Moving On
by Sambev
Summary: EDITED Sometimes the sand just washes out beneath you, and you can't help thinking it's for the best. 18Krillin


(AN: I edited this, so it is less strewn with comma splices and all those good things, so hopfully it is easier to read. I thought it was odd that I wrote something so blatently depressing, but 2006 was my prime year for depressing thoughts, and writing sad things is a good way to get it out of your system. I've always liked the idea of Juu just barging in on Krillin. Hey, he asked for it, why should she play hard to get when she could have a guy who would kiss her feet is she asked? Please enjoy!)

* * *

Krillin bound lightly down the stairs, still holding onto vision of the golden goddess from his dreams and stretching as he walked. He spied his master, still in his chair from the night before. "Gosh, it's a beautiful day isn't it?"
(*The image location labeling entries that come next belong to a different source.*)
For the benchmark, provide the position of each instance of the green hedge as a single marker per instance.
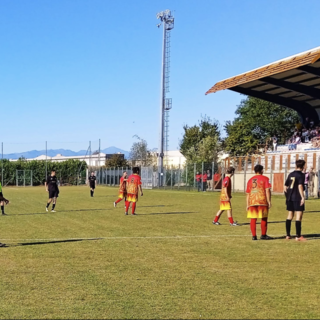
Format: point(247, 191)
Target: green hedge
point(71, 171)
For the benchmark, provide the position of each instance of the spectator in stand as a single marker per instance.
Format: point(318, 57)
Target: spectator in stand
point(209, 180)
point(204, 181)
point(198, 179)
point(311, 177)
point(311, 123)
point(306, 182)
point(298, 139)
point(275, 142)
point(304, 135)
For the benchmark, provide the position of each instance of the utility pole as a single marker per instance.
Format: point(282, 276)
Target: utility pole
point(167, 20)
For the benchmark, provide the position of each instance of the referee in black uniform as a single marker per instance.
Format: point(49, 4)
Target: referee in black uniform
point(294, 191)
point(52, 187)
point(92, 183)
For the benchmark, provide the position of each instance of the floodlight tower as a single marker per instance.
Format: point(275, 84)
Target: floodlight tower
point(167, 20)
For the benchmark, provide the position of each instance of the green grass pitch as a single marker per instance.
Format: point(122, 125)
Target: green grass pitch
point(90, 261)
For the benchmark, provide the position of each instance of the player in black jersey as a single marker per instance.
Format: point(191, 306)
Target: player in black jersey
point(52, 187)
point(294, 191)
point(92, 183)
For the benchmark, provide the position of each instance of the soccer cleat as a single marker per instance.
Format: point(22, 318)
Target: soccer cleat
point(301, 239)
point(265, 237)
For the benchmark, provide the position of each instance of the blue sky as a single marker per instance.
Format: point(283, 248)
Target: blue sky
point(72, 71)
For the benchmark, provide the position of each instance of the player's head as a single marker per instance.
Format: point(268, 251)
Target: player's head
point(300, 164)
point(258, 168)
point(136, 170)
point(230, 170)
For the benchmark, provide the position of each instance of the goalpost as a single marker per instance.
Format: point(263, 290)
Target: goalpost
point(24, 178)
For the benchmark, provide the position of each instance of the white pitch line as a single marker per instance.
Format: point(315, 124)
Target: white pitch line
point(124, 238)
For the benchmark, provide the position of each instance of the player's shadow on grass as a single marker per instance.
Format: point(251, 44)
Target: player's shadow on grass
point(248, 223)
point(181, 212)
point(49, 213)
point(51, 242)
point(161, 205)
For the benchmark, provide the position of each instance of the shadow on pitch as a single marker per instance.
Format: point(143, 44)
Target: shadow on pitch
point(180, 212)
point(49, 213)
point(248, 223)
point(50, 242)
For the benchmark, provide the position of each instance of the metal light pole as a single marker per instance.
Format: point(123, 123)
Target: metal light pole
point(167, 20)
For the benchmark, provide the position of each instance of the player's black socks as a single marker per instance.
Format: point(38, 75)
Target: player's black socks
point(298, 228)
point(288, 227)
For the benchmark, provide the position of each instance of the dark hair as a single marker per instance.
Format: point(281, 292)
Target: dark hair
point(300, 163)
point(230, 170)
point(258, 168)
point(136, 170)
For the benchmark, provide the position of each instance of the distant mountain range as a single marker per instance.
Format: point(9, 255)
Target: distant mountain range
point(64, 152)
The small island home was still dimmed by the closed blinds. He approached his master, who was perched in his reclining chair with a magazine in his hands. Krillin glanced at the cover as he reached over the old man's head to let some light into the room and blushed. "Can you believe we're having weather like this, this late in the year Master Roshi? Can't wait to see the sun set."

There was no answer. The old hermit peered silently at his magazine, his eyes veiled by his trade mark sunglasses.

"Master?"

The day ended as beautifully as it had begun. The setting sun turned the sky and ocean into a dreamy water color painting like Krillin had predicted it would. The white sands outside the weathered pink house were more crowded than they had been in a long time, but their faces dark and unappreciative of the lovely sight.
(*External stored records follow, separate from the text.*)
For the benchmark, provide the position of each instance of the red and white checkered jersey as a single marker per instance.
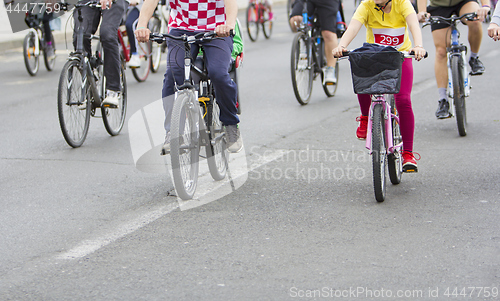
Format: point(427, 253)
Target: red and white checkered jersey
point(196, 15)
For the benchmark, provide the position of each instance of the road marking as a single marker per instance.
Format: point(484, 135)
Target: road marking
point(87, 247)
point(90, 246)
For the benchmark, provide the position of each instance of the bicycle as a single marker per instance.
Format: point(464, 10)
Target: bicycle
point(34, 43)
point(82, 88)
point(158, 23)
point(259, 14)
point(143, 49)
point(383, 140)
point(458, 74)
point(195, 121)
point(308, 58)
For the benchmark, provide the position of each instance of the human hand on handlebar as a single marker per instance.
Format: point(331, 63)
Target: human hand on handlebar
point(142, 34)
point(419, 52)
point(223, 30)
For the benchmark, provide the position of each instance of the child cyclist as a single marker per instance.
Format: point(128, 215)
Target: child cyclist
point(387, 23)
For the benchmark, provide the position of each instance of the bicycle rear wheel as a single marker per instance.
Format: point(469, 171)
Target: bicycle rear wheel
point(216, 151)
point(379, 152)
point(30, 59)
point(394, 162)
point(252, 22)
point(185, 144)
point(267, 23)
point(154, 26)
point(114, 118)
point(301, 68)
point(50, 63)
point(459, 93)
point(144, 50)
point(73, 104)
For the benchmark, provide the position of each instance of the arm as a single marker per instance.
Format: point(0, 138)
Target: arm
point(349, 35)
point(142, 32)
point(416, 33)
point(231, 12)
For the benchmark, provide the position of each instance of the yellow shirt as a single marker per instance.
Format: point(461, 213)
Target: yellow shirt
point(389, 30)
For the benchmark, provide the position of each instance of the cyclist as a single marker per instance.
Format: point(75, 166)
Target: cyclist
point(190, 18)
point(112, 13)
point(494, 28)
point(441, 34)
point(132, 16)
point(326, 10)
point(387, 23)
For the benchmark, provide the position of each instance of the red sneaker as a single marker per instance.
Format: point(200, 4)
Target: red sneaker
point(363, 125)
point(409, 162)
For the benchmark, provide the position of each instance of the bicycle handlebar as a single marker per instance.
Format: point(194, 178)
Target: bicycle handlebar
point(411, 54)
point(452, 19)
point(199, 37)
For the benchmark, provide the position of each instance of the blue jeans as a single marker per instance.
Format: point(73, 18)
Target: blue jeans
point(217, 60)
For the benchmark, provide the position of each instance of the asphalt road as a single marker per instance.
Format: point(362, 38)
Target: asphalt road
point(86, 224)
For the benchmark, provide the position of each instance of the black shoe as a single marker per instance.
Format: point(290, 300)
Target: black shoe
point(443, 110)
point(477, 67)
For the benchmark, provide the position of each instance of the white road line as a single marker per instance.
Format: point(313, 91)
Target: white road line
point(87, 247)
point(90, 246)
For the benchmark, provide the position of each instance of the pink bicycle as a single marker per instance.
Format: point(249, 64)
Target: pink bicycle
point(381, 80)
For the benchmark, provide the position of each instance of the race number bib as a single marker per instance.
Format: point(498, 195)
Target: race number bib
point(389, 36)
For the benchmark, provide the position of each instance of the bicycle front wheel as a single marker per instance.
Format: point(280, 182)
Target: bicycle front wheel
point(301, 68)
point(379, 152)
point(141, 73)
point(114, 118)
point(50, 63)
point(73, 104)
point(154, 26)
point(185, 144)
point(30, 59)
point(394, 162)
point(459, 93)
point(267, 23)
point(252, 22)
point(216, 151)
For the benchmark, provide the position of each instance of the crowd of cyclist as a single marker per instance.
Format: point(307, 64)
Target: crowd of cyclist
point(393, 18)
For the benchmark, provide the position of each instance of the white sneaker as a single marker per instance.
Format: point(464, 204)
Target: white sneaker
point(135, 61)
point(234, 141)
point(112, 99)
point(329, 75)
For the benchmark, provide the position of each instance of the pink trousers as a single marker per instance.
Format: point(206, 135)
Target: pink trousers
point(403, 105)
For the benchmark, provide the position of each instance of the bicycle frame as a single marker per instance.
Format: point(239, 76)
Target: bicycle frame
point(457, 49)
point(391, 148)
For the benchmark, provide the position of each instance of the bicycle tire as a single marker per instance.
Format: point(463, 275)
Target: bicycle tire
point(217, 154)
point(114, 118)
point(394, 160)
point(155, 25)
point(459, 94)
point(73, 120)
point(50, 63)
point(31, 61)
point(141, 73)
point(185, 144)
point(379, 152)
point(252, 22)
point(301, 68)
point(267, 24)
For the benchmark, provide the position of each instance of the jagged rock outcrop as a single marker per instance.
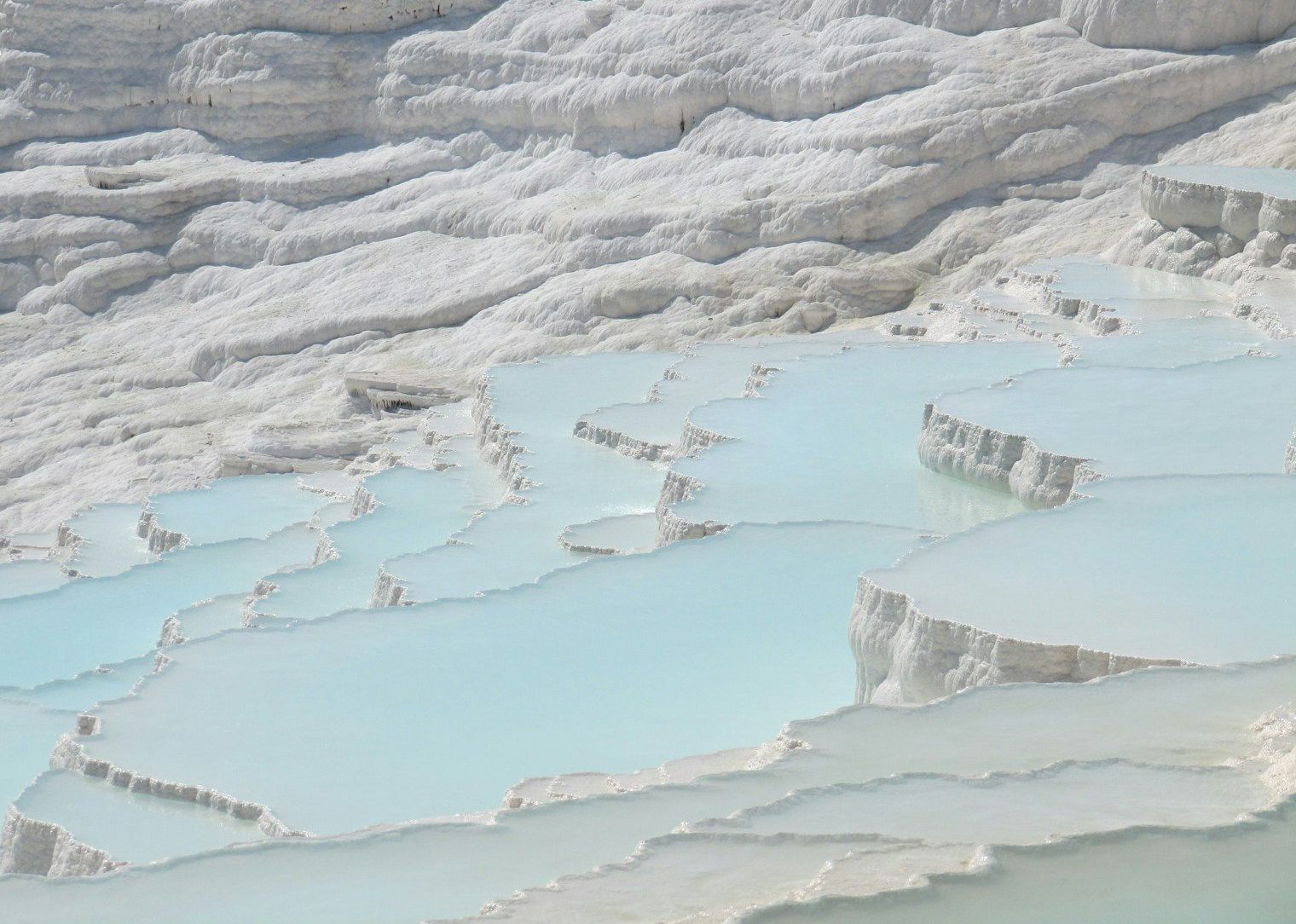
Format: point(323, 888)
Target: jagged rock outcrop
point(159, 540)
point(1006, 462)
point(45, 849)
point(904, 655)
point(70, 754)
Krillin didn't cry, although he could have and no one would think any less of him for it. He had earlier that morning, from the shock and horror of finding his master dead when the night before he had seemed so perfectly fine.
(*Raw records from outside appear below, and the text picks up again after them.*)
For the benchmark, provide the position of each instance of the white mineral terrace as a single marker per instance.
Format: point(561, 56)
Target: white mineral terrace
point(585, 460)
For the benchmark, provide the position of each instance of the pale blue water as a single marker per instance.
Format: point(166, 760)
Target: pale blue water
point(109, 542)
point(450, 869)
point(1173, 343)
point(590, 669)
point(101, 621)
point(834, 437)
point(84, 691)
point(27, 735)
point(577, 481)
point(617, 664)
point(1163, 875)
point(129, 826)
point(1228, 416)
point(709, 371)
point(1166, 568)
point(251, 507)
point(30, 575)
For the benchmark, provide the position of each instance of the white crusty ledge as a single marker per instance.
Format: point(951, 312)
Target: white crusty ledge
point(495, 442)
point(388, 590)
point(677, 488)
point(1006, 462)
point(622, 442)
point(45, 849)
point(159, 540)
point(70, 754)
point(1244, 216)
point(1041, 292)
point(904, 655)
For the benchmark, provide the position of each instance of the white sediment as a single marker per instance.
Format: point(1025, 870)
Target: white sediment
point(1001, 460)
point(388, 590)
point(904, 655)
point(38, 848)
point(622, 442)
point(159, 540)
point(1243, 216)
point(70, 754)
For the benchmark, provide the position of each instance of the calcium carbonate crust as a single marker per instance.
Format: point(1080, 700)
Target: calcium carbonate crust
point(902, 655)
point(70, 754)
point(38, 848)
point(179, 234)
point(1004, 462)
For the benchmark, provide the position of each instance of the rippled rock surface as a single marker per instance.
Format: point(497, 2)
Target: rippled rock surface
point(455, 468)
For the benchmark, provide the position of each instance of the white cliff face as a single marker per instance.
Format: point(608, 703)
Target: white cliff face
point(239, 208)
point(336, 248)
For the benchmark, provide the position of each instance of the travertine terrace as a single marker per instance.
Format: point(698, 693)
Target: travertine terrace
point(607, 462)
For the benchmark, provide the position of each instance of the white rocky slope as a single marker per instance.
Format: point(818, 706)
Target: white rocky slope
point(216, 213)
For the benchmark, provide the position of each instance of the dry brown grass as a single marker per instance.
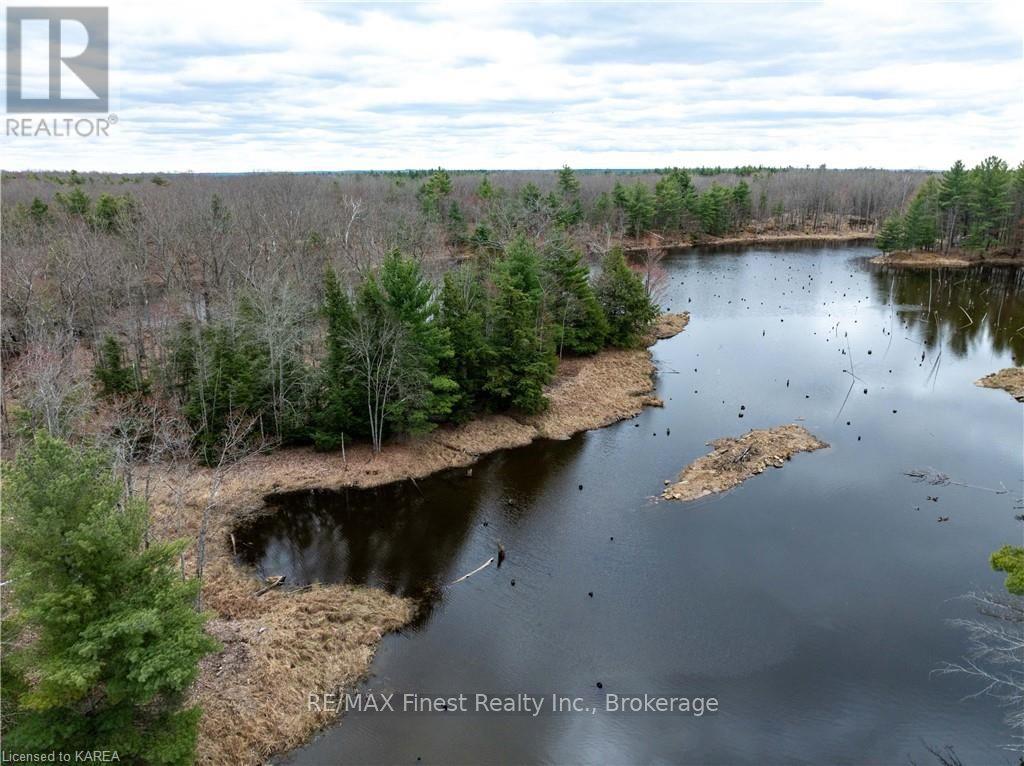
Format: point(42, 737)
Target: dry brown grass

The young monk had known it was going to happen but it didn't make him any more prepared.

A hand landed on his shoulder and rubbed it the comforting way of a woman who dealt with death often enough. "Here," Bulma whispered, "we found this in his dresser." She handed him the written will and excused herself in a voice brimming with tears. Krillin pulled his bloodshot eyes off the horizon to read his master's will.

The island was his. That didn't surprise him though, they'd discussed it before on particularly dreary nights when they were both feeling depressed and alienated enough from society to bring those things up. Krillin would listen and nod politely on those nights, somehow believing that day would never come.

He continued to read. Krillin could distribute Roshi's belongings as he pleased, or, Krillin couldn't help smiling grimly, "you can burn it for all I care."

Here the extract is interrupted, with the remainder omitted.